In particolare, lo studio ha evidenziato differenze significative tra il gruppo di pazienti trattati con immunonutrizione e il gruppo di controllo non trattato in preoperatorio. Per 7 giorni prima della chirurgia, i 16 pazienti presi in esame sono stati trattati con 2 brick/die di Impact Oral, formula unica immunonutrizionale assieme a Impact Enteral con un contenuto sinergico di arginina, acidi grassi ω-3 e nucleotidi dell’acido ribonucleico, in linea con il profilo compositivo, creato da Nestlé Health Science, azienda specializzata in soluzioni nutrizionali innovative, e raccomandato dalle linee guida per la chirurgia oncologica internazionali e nazionali, con un livello di raccomandazione A.
La ricerca scientifica sull’immunonutrizione – ricorda la nota – vanta una storia lunga più di 30 anni: i primi studi sugli effetti dei singoli immunonutrienti risalgono infatti agli anni ’80, con una maggiore concentrazione nel primo decennio degli anni 2000, per un totale di oltre 20 pubblicazioni sul tema e oltre 2.500 pazienti coinvolti. Tutte le evidenze raccolte dalle metanalisi svolte sino ad oggi evidenziano che l’immunonutrizione peri-operatoria, somministrata a pazienti malnutriti e/o normo nutriti sottoposti ad interventi di chirurgia addominale ed Orl, ha consentito una riduzione significativa delle complicanze postoperatorie, tra cui riduzione degli ascessi addominali nel 57% dei casi, riduzione di infezioni della ferita nel 39% dei pazienti e nel 48% una riduzione di deiscenze anastomotiche.

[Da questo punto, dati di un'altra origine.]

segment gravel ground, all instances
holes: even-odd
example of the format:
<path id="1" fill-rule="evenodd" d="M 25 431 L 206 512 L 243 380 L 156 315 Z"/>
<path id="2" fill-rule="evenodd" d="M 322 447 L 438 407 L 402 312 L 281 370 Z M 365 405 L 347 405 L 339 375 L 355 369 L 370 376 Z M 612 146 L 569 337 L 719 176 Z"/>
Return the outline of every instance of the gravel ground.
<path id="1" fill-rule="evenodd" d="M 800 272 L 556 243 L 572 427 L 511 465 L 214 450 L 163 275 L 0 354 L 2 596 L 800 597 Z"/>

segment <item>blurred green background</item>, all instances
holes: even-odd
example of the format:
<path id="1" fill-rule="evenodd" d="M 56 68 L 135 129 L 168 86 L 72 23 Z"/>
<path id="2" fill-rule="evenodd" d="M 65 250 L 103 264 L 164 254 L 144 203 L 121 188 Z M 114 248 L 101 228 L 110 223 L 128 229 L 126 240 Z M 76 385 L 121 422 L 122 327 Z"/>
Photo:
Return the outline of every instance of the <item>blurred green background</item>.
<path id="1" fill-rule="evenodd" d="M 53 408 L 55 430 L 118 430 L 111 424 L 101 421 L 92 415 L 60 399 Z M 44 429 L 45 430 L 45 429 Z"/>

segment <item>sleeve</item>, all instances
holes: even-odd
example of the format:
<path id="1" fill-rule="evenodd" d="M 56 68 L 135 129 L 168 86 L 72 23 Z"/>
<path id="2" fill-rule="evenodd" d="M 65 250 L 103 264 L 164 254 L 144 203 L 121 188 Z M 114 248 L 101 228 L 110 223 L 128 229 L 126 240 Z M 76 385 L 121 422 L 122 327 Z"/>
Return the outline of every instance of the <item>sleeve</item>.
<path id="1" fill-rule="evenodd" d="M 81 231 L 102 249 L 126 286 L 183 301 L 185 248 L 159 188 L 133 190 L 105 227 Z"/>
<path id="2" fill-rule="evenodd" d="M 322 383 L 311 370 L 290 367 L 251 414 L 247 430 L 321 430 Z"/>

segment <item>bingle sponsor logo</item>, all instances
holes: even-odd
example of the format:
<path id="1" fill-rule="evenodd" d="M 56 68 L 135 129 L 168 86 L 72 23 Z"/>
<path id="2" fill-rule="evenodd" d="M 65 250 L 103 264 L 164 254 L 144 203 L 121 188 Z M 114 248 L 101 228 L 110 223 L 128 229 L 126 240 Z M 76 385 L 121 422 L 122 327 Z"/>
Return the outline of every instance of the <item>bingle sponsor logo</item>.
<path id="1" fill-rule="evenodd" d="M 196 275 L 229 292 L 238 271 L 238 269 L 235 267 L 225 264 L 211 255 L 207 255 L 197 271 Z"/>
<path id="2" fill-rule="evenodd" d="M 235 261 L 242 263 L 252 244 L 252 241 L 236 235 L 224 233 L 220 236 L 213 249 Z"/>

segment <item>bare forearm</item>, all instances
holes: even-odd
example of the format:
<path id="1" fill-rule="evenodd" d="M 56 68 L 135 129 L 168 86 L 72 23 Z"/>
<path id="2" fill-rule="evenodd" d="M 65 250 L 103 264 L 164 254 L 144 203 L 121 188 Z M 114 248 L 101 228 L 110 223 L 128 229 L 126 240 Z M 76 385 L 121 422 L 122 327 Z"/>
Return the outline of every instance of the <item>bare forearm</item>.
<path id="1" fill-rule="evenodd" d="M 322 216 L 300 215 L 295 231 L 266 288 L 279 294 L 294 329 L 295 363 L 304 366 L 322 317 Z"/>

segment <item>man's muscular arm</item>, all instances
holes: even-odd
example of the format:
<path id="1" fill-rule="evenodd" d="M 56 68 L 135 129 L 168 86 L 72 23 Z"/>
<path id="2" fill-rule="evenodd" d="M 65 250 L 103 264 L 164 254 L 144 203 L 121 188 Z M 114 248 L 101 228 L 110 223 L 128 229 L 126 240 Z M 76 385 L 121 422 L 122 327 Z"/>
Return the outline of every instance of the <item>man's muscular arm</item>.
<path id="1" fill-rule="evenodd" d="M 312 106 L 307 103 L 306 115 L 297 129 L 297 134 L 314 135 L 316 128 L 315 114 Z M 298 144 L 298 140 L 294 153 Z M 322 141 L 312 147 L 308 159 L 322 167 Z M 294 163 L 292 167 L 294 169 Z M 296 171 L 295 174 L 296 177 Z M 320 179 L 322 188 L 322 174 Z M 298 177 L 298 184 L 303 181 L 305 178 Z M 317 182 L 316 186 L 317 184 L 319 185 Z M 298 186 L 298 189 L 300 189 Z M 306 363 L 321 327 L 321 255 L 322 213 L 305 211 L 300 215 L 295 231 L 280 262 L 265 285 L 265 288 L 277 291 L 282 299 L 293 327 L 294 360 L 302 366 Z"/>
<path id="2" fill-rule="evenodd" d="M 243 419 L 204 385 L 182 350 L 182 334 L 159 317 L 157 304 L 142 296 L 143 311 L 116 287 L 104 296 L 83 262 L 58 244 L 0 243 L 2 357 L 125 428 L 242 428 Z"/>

Inoltre, i benefici dell’immunonutrizione non sono solo a livello clinico: grazie all’applicazione del trattamento nutrizionale si è osservata, infatti, una diminuzione della degenza ospedaliera di circa 2,5-2,9 giorni e un risparmio del 40% sui costi ospedalieri per la gestione delle complicanze, stimata pari a circa 1.250 euro per ricovero.
“La presa in carico precoce del paziente, se associata ad un intervento nutrizionale con supplementazione orale a base di immunonutrienti, risulta utile nel medio-lungo termine per il raggiungimento di miglioririsultati clinici. Inoltre, con l’associazione di una formula immunomodulante a base di arginina, omega 3 e nucleotidi, il periodo di degenza di un paziente oncologico è minore, e porta dunque a una riduzione dei costi sanitari, con un impatto positivo sul Ssn. Quindi, il rapporto costi-benefici è assolutamente vantaggioso” ha dichiarato Riccardo Caccialanza, direttore Uoc Dietetica e Nutrizione Irccs Fondazione San Matteo di Pavia.
In futuro si auspicano ulteriori studi di approfondimento per identificare il sottogruppo di tumori che rispondono meglio all’immunonutrizione e correlare questi dati con la risposta alla chemioterapia e ai principali trattamenti oncologici ad oggi disponibili. L’obiettivo sarà l’inclusione dell’immunonutrizione nelle linee guida quale potenziatore delle terapie antineoplastiche e parametro per comprendere al meglio il comportamento biologico del tumore.